Can I feed the bees candy canes that were Christmas left-overs? We have all flavors, not just the traditional red/white striped peppermint. I've already been feeding several of my lighter hives granulated suger, so I was thinking of trying it.


----------



## phil c (Jan 21, 2007)

I wouldn't. I dont known about the artificial flavors, could be something really bad for the girls.


----------



## indypartridge (Nov 18, 2004)

Not advisable during cold weather when they're clustered. Candy canes (any hard candies) contain starches and solids that the bees can't digest. During warm months, when they can leave the hive freely to void themselves, it may not be a problem. But if they're confined to the hive and can't leave to poop, it becomes a problem.


----------



## BEES4U (Oct 10, 2007)

Sunday, 20 February 2011

I knew a bee man that would buy the "old" candy canes in Oakland Calif. in large lots and feed them to his bees.

Ernie


----------



## TonyGotaTruck (Jan 29, 2011)

Im new so just slap me around a little bit please. My sister gave me several cases of out of date french vanilla liquid creamer' nestle mini choclate [for baking] and powdered dark choclate flavored cocoa mix.
Any chance I can use any of this once I put bees in the hive?


----------



## Beetrucker74 (Oct 10, 2010)

katmike said:


> Can I feed the bees candy canes that were Christmas left-overs? We have all flavors, not just the traditional red/white striped peppermint. I've already been feeding several of my lighter hives granulated suger, so I was thinking of trying it.

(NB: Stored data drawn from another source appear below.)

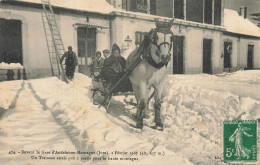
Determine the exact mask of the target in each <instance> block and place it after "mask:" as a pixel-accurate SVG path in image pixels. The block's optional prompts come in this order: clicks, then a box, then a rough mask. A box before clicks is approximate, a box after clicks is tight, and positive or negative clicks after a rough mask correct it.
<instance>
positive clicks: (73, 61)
mask: <svg viewBox="0 0 260 165" xmlns="http://www.w3.org/2000/svg"><path fill="white" fill-rule="evenodd" d="M64 58H65V65H66V76H67V78H68V79H70V80H72V79H73V77H74V72H75V68H76V66H77V65H78V59H77V56H76V53H75V52H73V51H72V47H71V46H69V47H68V51H67V52H65V53H64V55H63V56H62V57H61V59H60V64H62V61H63V59H64Z"/></svg>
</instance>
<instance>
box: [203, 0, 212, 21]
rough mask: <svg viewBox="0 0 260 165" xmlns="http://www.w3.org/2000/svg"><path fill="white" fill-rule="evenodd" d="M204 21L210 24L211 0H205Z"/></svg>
mask: <svg viewBox="0 0 260 165" xmlns="http://www.w3.org/2000/svg"><path fill="white" fill-rule="evenodd" d="M204 6H205V8H204V23H207V24H212V0H205V4H204Z"/></svg>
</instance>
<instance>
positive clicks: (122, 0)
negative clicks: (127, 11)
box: [122, 0, 128, 10]
mask: <svg viewBox="0 0 260 165" xmlns="http://www.w3.org/2000/svg"><path fill="white" fill-rule="evenodd" d="M127 6H128V5H127V0H122V9H124V10H128V8H127Z"/></svg>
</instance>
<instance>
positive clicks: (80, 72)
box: [77, 28, 96, 76]
mask: <svg viewBox="0 0 260 165" xmlns="http://www.w3.org/2000/svg"><path fill="white" fill-rule="evenodd" d="M77 36H78V67H79V73H82V74H85V75H88V76H90V65H91V63H92V60H93V59H94V57H95V52H96V28H78V29H77Z"/></svg>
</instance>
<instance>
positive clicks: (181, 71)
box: [173, 36, 184, 74]
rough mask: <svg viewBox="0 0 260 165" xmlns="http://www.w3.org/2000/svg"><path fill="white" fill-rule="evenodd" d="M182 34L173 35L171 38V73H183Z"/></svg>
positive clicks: (181, 73) (183, 64)
mask: <svg viewBox="0 0 260 165" xmlns="http://www.w3.org/2000/svg"><path fill="white" fill-rule="evenodd" d="M183 45H184V36H174V39H173V74H183V73H184V62H183V61H184V60H183Z"/></svg>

I work for a guy that got candycane in totes by the tractor trailer load. We would break it up by driving over it with a loader. Put it in barels then filled with water to dissolve. only used it when done with honey cause it will flavor things peppermint and tint it red for a time. He told me that the peppermint helped with mites which I beleive to be true cause they had no trouble with mites but did have a foul brood epidemic.

Tony sorry but the stuff you have will tear up a bees gut so you shouldn't use it. And cocoa has no suger in it.It is just ground cocoa with the butter pressed out.


----------



## tommyt (Aug 7, 2010)

I heard the Candy cane was OK as long as the Beek is good with corn syrup 
It was said some of them are made with either corn or cane syrup? 
The spearmint is good as stated above for mites.


Tommyt


----------